The long version of the story of John Frum and cargo cults requires an in-depth foray into history, anthropology and human psychology. But anyone dismissing the indigenous people of Tanna’s cultism as situational ignorance should take a good look around.

The first time I realized that cargo cults were alive and well in America was in the early days of the Obama administration. I heard a woman on the radio talking about her free “Obama phones” (she had 33 of them) with free talk, texting and data.
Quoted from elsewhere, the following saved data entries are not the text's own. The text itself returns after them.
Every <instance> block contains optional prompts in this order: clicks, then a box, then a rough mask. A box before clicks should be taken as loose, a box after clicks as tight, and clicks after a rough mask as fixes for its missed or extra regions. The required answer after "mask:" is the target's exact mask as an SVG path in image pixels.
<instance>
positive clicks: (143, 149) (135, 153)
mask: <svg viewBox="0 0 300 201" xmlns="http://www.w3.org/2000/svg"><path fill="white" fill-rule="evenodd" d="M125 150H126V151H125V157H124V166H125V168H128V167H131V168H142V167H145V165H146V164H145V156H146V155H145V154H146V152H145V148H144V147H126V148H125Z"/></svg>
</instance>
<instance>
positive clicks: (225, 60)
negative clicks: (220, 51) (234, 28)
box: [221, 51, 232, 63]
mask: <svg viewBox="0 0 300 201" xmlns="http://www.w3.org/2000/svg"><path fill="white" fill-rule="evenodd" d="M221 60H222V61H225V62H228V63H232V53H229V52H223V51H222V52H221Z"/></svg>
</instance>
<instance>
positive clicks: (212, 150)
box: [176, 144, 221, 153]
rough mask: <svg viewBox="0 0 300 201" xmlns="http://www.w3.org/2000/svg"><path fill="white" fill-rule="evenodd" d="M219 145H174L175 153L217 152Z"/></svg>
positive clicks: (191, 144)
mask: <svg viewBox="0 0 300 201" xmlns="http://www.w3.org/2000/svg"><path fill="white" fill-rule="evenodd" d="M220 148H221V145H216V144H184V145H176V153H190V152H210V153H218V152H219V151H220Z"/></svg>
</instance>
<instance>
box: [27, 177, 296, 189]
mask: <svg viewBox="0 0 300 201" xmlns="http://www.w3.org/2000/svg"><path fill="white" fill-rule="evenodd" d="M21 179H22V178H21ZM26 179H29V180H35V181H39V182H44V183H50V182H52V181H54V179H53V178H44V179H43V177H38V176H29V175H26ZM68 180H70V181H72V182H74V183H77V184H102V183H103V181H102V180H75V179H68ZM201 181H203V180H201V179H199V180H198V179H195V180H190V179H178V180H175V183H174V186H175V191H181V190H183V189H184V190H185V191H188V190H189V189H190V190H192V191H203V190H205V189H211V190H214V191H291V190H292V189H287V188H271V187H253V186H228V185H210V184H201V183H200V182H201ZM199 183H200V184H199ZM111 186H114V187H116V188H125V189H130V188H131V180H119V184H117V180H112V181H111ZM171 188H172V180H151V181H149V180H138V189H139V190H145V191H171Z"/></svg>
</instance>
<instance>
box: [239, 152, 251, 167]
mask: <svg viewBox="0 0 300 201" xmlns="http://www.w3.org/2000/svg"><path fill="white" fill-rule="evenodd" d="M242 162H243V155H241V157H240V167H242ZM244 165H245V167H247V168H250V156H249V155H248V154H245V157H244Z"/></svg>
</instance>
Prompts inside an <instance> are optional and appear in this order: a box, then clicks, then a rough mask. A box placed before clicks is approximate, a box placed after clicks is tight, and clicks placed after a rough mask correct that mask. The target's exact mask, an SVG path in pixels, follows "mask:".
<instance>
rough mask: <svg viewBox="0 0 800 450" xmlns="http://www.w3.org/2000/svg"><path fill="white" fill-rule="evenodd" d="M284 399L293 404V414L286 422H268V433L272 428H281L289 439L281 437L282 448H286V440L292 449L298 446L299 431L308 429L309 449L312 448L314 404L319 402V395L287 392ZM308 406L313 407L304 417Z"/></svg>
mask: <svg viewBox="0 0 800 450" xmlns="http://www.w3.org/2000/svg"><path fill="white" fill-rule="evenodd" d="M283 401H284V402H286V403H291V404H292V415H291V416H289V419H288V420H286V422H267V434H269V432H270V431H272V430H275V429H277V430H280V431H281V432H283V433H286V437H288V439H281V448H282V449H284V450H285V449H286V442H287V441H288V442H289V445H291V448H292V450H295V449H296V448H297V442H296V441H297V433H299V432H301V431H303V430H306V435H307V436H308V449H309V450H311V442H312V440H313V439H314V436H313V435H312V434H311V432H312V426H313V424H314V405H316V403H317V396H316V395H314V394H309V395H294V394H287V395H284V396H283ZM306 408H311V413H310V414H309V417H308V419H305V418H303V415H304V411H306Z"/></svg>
The program still exists today, though it’s now viewed as a mere head-nod of liberalism compared to what’s being offered by the cargo cult candidates of today to anyone who will reject their founding father’s capitalism and follow them.

One candidate is promising free college educations for all. (Some of my right-leaning friends translate that to mean, “free progressive indoctrination for all” but that’s fodder for another day.) I’m part of the “all” so if he’s elected, I can finally boot my new career as an astrophysicist into high gear. “One second is the duration of 9,192,631,770 periods of the radiation (corresponding to the transition between hyperfine levels of the ground state) of the cesium-133 atom.” I have absolutely no idea what that physics lingo means, yet denying me my basic human right because I’m aged with an IQ well below the average astrophysicist wouldn’t be fair. My education should include accommodating my physical and intellectual shortcomings. Right? I may not know much about the cesium-133 atom (nothing, actually, so maybe I should major in gender studies), but I do know one thing for sure … the future of “free education for all” translates to “can of worms.”

Who’s going to pay for it? If not tuition, I presume the money has to come from somewhere to keep the lights on and academia teaching? How will we logistically handle the swelling rolls of students vying for their freebie education but are better suited to doing something like fighting fires or driving trucks or producing podcasts? Certainly my presence in Physics 101 will dumb down the class, negatively impacting other more talented students. Let’s multiply that scenario by tens of thousands. Like I said … can of worms.

There are several cargo cult candidates testing the waters on providing all (there’s that word again) Americans with a universal base income. Free money. Oh, yeah. People being paid for NOT doing their jobs is an all-too familiar concept for South Carolinians. (Think failed V.C. Summer nuclear project. But I digress.) Initial proposals that would guarantee economic security for all even include those able bodied people unwilling to work.

Free money isn’t really free. People work for more than just money. Working boosts self-worth. It improves a person’s sense of accomplishment. It provides fulfilling social interactions. (Facebook doesn’t count as a real social interaction.) Working provides an opportunity for individuals to give the world of what they’ve got to offer. Anytime those who are able to work accept a check from the government, they are handing over control of their lives to that government.

What other ways are the cargo cult candidates looking to more equitably distribute other people’s money? There’s Medicare for all, free home and business energy re-fits for all, free “good” food for all, be it kale or caviar. Sounds like a political free-for-all to me …with a price tag estimated so far at $93 trillion — that’s $93,000,000,000,000 — the cataclysmic effect on the American economy is incalculable.

As I watch for the roll-out of the next freebie, I can’t help but wonder … rather than John Frum, where is John Galt when you need him?